First up was Sergey Karjakin finally trumping fellow Russian Peter Svidler to take the World Cup after both secured their places in the Candidates Tournament which will determine the next challenger to Norway's Magnus Carlsen.
Then there is World No. 2, American Hikaru Nakamura, who has done very little wrong in the last year. He relished the challenge to his long undisputed USA No. 1 ranking by the transfers of Filipino Wesley So and Fabiano Caruana, and in the much-hyped Millionaire Chess Open, he saw off all to emerge the winner and pocket a cool US$100,000 (about RM421,895).
Of course by opting to play in this big money event, all three prospects for the World Championship missed out on the World Rapid and Blitz Championships which were held on overlapping dates.
Carlsen entered both as the defending champion and was very convincing in retaining the World Rapid Championship but came completely unstuck in the World Blitz Championship that was won for the fourth time by Russia's Alexander Grischuk.
While all this was going on, the FIDE Women's World Cup was being held in Monte Carlo and China's World No. 1 Hou Yifan, despite an indifferent start, again demonstrated she was simply too good for all the other women players by winning the event with 9/11 and by an unprecedented two-point margin.
In a preview of her coming match for the World Championship with Ukraine's Mariya Muzychuk, Hou was very convincing and won easily with a direct attack after navigating some unorthodox opening play.
While the news in the international chess media may be all about Carlsen agreeing to play in the Qatar Open, a lot is also happening in our region.
As was the case last year, the Philippines are having two back to back International Open Championships in the last quarter of the year and I have been told by the organisers that both will be held in Subic and as many as 30 foreign titled players have already registered!.
Both boast total prize funds of US$30,000, and the Philippine International Chess Convention from November 8-14 and the Philippines Sports Commission Pure Gold International Chess Challenge will be from November 15-22.
Immediately after will be the Myanmar International Open Chess Championship in Yangon from November 22-28 where I understand that four grandmasters have already signed up and together with several strong local international masters also taking part, there are good chances to make title norms for anyone playing well.

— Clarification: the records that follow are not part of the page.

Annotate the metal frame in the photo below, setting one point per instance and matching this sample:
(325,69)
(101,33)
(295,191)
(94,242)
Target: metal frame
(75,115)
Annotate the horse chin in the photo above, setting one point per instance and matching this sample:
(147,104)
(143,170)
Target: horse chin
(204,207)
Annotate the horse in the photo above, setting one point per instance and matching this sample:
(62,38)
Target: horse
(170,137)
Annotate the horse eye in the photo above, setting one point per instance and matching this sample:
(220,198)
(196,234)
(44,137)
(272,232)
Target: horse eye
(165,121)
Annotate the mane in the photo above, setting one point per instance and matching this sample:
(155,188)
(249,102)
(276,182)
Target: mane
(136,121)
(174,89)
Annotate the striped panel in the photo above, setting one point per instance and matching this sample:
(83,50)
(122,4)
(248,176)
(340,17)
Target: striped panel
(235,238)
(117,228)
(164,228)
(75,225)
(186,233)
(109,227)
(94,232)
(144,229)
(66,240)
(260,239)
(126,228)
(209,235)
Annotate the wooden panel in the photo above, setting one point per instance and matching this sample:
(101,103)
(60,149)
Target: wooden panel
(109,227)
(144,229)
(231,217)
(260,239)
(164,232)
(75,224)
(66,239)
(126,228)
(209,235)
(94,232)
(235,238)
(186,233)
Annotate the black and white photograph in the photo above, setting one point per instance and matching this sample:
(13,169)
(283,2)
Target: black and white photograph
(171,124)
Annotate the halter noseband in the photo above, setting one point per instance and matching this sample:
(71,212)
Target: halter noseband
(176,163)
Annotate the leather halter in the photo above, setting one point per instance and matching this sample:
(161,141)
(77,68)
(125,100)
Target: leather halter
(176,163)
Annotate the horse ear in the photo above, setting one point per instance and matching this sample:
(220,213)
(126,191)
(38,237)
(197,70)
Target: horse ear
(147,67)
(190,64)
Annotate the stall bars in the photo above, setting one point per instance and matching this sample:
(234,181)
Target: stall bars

Locally of course we have the Penang Open from December 7-12 and then the Johor Open from December 14-19.
The question is whether the Malaysian Chess Federation, after declining to register two new Asean championships, will also reject the Johor Chess Association's application to create a Causeway Chess Festival immediately following the Johor Open.
Our neighbours are also in on the action as Singapore will see the Asean Para Games from December 3-9 where chess is one of the sports included and the inaugural Asean Individual Chess Championships limited to players with a rating of 2300 and above will take place in Jakarta from December 21-30.
Yes, there is certainly going to be more chess for even the most fervent till the end of the year!
*This is the personal opinion of the columnist.